In this NOAA image taken by the GOES satellite, Hurricane Lee crosses the Atlantic Ocean as it moves west on September 8, 2023.
NOAA | Getty Images
Hurricane Lee weakened to a Category 3 hurricane Friday evening, one day after it exploded from a Category 1 to a dangerous Category 5, but is still forecast to remain a powerful storm into next week.
Lee’s rapid intensification Thursday was rare — maximum sustained winds doubled from 80 mph to 165 mph in a matter of 24 hours.
On Friday, the storm weakened gradually from its status as a Category 5 in the early morning, eventually down to a Category 3, still remaining a major hurricane.
Lee is now swirling about 440 miles east of the northern Leeward Islands with maximum sustained winds of 115 mph, the National Hurricane Center said in an 11 p.m. ET advisory.

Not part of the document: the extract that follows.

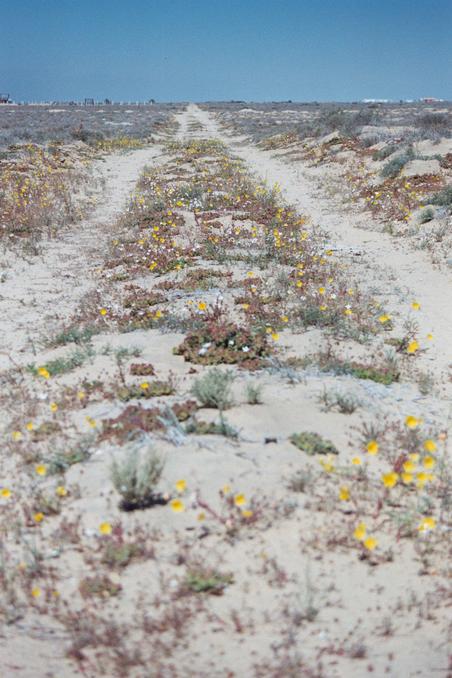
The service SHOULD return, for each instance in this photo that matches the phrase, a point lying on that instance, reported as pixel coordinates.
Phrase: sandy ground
(379, 620)
(38, 293)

The hurricane is moving west, northwest at 13 mph, and is forecast to pass to the north of the northern Leeward Islands, the Virgin Islands and Puerto Rico over the weekend and into early next week.
“Fluctuations in intensity are likely over the next few days, however Lee is expected to remain a powerful hurricane through early next week,” the advisory said. No coastal watches or warnings are in effect.
Lee created swells that were affecting portions of the Lesser Antilles and were forecast to reach the British and U.S. Virgin Islands, Puerto Rico, Hispaniola, the Turks and Caicos Islands, the Bahamas and Bermuda over the weekend.
“These swells are likely to cause life-threatening surf and rip current conditions,” the advisory said.
Lee will bring high surf and dangerous rip currents to the U.S. East Coast as early as Sunday, and could worsen through the week.
There is still some uncertainty about Lee’s exact path as it depends on steering currents. However, models show it’s headed toward Bermuda and then to the north.